None of these local D3 conferences have ruled out having fall sports compete in the spring.

“I’ve suggested to our coaches that they lead their students both with positivity but also realism,” Moliken said. “I would suggest that’s where the presidents are too. The optimism piece kind of varies day-to-day week-to-week.”

“There’s a good-faith belief that before this academic year is over, there will be an athletic experience for our students-athletes,” Boyers said. “I have that hope and I believe there’s reason to have it.”

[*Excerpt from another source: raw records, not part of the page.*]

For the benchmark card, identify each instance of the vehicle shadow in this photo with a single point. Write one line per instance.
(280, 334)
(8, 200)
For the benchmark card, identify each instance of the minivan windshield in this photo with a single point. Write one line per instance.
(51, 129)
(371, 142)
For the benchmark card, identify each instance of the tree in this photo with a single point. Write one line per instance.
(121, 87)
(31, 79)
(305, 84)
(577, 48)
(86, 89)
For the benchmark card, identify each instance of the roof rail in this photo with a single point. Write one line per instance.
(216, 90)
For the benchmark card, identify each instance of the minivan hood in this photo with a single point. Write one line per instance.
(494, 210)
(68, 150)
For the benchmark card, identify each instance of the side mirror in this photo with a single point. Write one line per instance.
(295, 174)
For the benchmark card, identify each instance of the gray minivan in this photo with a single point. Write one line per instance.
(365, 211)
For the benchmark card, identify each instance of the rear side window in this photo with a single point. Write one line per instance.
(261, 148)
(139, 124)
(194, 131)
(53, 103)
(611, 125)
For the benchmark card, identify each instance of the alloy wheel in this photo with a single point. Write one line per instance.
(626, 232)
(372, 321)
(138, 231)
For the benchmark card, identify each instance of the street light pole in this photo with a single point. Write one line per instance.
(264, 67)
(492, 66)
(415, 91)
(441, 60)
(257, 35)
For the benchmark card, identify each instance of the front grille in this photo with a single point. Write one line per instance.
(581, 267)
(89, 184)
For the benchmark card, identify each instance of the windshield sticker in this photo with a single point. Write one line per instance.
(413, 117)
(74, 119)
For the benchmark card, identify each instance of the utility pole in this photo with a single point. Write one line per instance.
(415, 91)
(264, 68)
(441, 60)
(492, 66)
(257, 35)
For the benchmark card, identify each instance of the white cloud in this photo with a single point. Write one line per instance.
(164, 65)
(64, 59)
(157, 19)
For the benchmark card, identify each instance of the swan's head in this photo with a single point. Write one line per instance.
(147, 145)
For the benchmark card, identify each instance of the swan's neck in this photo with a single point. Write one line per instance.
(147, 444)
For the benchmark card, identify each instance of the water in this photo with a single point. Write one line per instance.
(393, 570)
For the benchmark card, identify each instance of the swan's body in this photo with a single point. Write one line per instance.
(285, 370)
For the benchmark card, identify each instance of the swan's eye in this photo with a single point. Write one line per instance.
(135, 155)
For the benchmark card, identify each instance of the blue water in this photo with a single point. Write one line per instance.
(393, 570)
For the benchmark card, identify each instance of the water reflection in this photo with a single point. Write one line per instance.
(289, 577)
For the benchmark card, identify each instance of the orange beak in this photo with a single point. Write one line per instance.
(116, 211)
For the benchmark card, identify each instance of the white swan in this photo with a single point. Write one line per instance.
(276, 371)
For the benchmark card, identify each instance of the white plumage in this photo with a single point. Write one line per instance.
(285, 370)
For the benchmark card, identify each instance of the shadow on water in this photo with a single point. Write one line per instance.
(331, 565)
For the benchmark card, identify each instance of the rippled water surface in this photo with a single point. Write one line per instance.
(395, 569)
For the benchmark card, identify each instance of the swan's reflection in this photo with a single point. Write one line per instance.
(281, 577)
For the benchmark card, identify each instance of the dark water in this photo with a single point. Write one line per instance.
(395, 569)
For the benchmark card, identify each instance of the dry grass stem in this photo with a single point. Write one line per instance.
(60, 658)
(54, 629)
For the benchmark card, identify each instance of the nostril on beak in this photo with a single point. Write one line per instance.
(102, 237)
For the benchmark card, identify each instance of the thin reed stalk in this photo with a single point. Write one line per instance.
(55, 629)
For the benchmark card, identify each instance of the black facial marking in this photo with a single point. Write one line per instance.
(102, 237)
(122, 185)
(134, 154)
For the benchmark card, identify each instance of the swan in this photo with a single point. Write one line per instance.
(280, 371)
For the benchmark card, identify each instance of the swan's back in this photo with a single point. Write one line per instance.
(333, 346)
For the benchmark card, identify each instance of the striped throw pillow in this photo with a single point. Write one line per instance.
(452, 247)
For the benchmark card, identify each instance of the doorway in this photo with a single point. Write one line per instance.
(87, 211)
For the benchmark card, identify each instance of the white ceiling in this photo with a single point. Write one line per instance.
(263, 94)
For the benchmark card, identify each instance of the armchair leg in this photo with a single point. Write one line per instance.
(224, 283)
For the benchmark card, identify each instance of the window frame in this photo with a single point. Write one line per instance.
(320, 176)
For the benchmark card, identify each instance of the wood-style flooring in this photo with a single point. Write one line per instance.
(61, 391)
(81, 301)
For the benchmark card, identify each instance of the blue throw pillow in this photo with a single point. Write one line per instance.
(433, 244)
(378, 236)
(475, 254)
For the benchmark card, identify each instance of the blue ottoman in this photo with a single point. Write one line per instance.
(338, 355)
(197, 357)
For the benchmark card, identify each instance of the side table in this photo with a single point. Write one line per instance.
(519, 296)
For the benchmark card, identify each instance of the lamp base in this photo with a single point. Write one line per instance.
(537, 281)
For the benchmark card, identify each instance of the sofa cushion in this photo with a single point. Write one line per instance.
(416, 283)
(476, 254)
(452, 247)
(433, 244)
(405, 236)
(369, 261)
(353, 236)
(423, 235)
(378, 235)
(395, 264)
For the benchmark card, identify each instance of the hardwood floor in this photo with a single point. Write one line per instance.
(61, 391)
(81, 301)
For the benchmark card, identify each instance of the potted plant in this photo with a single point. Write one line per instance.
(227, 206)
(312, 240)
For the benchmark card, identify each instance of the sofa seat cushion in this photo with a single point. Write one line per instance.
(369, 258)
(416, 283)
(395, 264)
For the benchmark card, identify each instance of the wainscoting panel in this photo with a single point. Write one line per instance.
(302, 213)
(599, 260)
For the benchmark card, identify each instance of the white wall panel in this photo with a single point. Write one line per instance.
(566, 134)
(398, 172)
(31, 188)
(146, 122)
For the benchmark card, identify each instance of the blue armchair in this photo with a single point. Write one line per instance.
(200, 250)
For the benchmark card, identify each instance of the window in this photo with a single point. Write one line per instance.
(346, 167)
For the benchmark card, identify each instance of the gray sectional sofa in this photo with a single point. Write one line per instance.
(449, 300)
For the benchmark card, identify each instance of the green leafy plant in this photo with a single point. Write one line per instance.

Nobody knows what the data will show when it comes time to decide on winter and spring sports, or whether fall sports could be played in the spring. Duda makes the point that if COVID-19 hurdles can be overcome, other logistical hurdles shouldn’t rule the decisions.

“I say, for one semester, we can do anything,” Duda said. “The kids deserve it. It won’t be pretty. Guess what, for 90 days, if it’s safe to play, I think we all have to take on more responsibilities to make it happen.”

Duda knows that “if it’s safe to play” is a massive asterisk. In his league, the fall landscape changed dramatically within two weeks. Predicting eight months out to the spring of 2021 seems like the realm of science fiction. Maybe the best anyone can do is say they “intend to pursue,” then hope the intention lasts more than two weeks.